With respect to the advice to repair the van, we looked at the email and although the broker could have clarified that the claim was not yet assessed, we did not think the broker had actually told Gerry to buy a new van.
We also agreed that the broker could have told Gerry that he could take the van to another repairer, but it seemed that hindsight had a large part to play in this complaint. If the repairer had done a good job, there would be no complaint. In any event the insurer had already compensated Gerry for delays during the repair process.
Finally, we explained that he had not been overcharged for his insurance. The original van was insured, and the insurance had responded at claim time. Although the van was off the road this had no impact on the amount of insurance Gerry needed to pay. Gerry had also insured the replacement van, and again had received value for the money paid for the insurance.

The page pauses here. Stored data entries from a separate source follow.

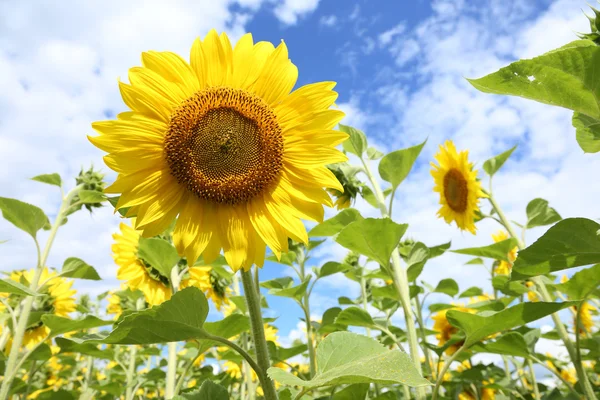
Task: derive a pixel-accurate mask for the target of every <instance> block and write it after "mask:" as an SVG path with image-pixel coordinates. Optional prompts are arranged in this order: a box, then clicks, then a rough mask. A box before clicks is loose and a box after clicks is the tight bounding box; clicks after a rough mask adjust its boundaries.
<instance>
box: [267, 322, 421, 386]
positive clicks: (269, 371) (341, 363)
mask: <svg viewBox="0 0 600 400" xmlns="http://www.w3.org/2000/svg"><path fill="white" fill-rule="evenodd" d="M316 353H317V373H316V374H315V376H314V377H313V379H311V380H309V381H305V380H302V379H300V378H298V377H297V376H295V375H292V374H291V373H289V372H287V371H285V370H283V369H280V368H269V370H268V371H267V373H268V374H269V376H270V377H271V378H272V379H274V380H276V381H278V382H280V383H283V384H286V385H290V386H301V387H306V388H318V387H323V386H333V385H341V384H355V383H380V384H395V383H400V384H404V385H407V386H411V387H418V386H426V385H430V383H429V382H428V381H427V380H426V379H424V378H423V377H421V376H420V375H419V372H418V371H417V370H416V369H415V368H414V366H413V363H412V361H411V359H410V357H409V356H408V355H407V354H406V353H402V352H400V351H398V350H388V349H387V348H386V347H385V346H383V345H382V344H381V343H379V342H378V341H376V340H375V339H371V338H368V337H366V336H361V335H357V334H355V333H351V332H334V333H332V334H330V335H328V336H327V337H326V338H325V339H323V341H322V342H321V343H320V344H319V346H318V347H317V351H316Z"/></svg>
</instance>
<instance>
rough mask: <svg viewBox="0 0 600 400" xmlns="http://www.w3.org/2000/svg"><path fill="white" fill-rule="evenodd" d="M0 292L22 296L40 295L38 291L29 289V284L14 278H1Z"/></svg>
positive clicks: (2, 292)
mask: <svg viewBox="0 0 600 400" xmlns="http://www.w3.org/2000/svg"><path fill="white" fill-rule="evenodd" d="M0 293H14V294H18V295H21V296H39V294H38V293H36V292H34V291H33V290H31V289H29V288H28V287H27V286H25V285H22V284H20V283H19V282H15V281H13V280H12V279H2V280H0Z"/></svg>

Gerry was disappointed with our view, saying it was unreasonable for a repair to take eight months. Gerry felt his broker had not appreciated the consequences for him and that if he did not complain the broker would just get away with it and other people would have to endure the same level of inconvenience. However, Gerry agreed to discontinue his complaint.
Insights for consumers
It is not uncommon for people complaining to us to confuse their broker and insurer. This is easy to do. Often the insurance is provided under the broker’s brand. However, the roles are very different. While a broker will often help with a claim, the insurer decides whether or not to pay a claim and a complaint about the claim should be directed to the insurer. A broker might be responsible, in part, if they have held the process up by not passing along information in a timely manner.